I was recently handed an interactive CD-ROM I hadn't seen since 1996. It's state of the art for its time, with an opening video sequence in which the Houses of Parliament morph into a chip on a motherboard accompanied by a synth-based soundtrack.
So what is this historic gem? Its title is "government.direct" and sets out a vision for electronic reform of public services. It features "interactive content" - photos and videos linked to highlighted text.
But it's not the technology which resonates - it's the content. Some 20 years later, what the CD-ROM highlights is the minimal progress towards public services that will be "more accessible, more convenient, easier to use, quicker in response and less costly to the taxpayer. And they will be delivered electronically. These will be better services and they will be different".
Both the government.direct Green Paper and the accompanying CD-ROM solicited public feedback - gathering "user needs", if you prefer. The CD-ROM even includes a feature that lets users take electronic notes as they review the proposals, with the ability to send those notes back to the Cabinet Office.

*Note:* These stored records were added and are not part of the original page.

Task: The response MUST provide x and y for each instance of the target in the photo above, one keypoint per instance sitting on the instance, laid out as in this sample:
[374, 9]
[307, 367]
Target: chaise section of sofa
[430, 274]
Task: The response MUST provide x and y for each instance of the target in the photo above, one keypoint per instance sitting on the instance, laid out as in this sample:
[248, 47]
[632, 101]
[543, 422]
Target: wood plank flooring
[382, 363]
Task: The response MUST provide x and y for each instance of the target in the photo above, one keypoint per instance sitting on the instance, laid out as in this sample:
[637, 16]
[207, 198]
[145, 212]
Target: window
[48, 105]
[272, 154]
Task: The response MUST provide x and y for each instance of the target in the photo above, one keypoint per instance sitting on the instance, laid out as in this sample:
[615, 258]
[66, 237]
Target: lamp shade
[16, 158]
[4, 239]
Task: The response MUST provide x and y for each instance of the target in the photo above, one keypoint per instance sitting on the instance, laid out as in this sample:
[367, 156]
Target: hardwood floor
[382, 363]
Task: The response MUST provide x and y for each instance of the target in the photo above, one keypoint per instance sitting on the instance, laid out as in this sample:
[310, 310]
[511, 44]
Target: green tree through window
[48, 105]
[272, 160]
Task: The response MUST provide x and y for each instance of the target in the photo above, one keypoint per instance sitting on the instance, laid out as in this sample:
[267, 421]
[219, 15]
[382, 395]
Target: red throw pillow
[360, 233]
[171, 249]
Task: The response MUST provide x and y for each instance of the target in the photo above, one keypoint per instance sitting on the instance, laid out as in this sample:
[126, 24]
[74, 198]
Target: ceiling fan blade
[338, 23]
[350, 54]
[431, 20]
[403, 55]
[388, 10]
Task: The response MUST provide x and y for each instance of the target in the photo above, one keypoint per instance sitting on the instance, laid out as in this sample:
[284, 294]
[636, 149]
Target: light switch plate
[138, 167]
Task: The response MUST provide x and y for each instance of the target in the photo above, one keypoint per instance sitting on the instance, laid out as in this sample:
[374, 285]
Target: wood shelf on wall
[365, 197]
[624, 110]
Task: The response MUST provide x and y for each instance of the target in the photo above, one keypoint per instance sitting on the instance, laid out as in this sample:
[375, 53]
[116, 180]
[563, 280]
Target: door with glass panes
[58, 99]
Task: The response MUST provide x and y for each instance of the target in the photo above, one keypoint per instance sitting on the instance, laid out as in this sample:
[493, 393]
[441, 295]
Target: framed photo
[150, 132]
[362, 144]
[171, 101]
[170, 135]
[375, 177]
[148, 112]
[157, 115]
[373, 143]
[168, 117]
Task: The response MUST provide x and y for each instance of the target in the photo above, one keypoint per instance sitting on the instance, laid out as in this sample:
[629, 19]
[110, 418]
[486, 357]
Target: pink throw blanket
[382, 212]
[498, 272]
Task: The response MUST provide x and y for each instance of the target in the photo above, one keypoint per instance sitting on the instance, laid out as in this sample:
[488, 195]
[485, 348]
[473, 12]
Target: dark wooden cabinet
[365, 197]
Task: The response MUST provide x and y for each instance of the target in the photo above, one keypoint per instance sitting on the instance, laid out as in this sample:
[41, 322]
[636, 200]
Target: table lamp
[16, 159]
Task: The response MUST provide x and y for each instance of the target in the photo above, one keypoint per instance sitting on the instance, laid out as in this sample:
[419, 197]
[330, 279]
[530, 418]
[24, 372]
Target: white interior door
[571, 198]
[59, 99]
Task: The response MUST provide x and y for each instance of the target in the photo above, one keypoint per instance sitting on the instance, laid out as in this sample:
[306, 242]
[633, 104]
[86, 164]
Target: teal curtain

The emphasis throughout is on new types of public service tailored to meet users' needs. That's quite striking: it's not about taking an existing service and working out how to make it look better online. It's about re-thinking services.
That's because it was already recognised 20 years ago that public sector reform could not be achieved within the existing structures of government, with their narrow, departmental views of citizens and businesses. A Ministerial Group was established by the Prime Minster to explore how to deliver unified services from different levels and types of government. Services that centred on the citizen, spanning central and local government bodies.
Yet since 1996 we've experienced disappointingly little in terms of fundamental reform. Those who optimistically believe they are breaking new ground by improving the online experience are often merely tracing footprints on a path already much trodden, reinventing and rediscovering anew the same things – from a common website to cross-government platforms. The result has been several generations of faster horses.
Part of the challenge lies in the way that government's technology leadership periodically changes. With little corporate memory, the default behaviour has been to revamp government's online presence yet again rather than to tackle the truly complex issues of public sector reform.
And in part it's a general absence of first-hand experience of technology-enabled service design in the senior civil service. Like any other large organisation, the civil service defaults towards continuity rather than change. The siren call of maintaining the current inefficient vertical silos, processes, functions and operations - the important work of "keeping the lights on" - all too often silences efforts at real reform.
Unless these organisational and skill issues are resolved, it's likely that in another 20 years we'll be reading the government blogs and watching the videos of today with much the same sense of opportunities lost as when viewing the government.direct CD-ROM. We'll see ever faster horses trot out in new liveries and perhaps even repainted stables - but none of the fundamental improvements our public services really need.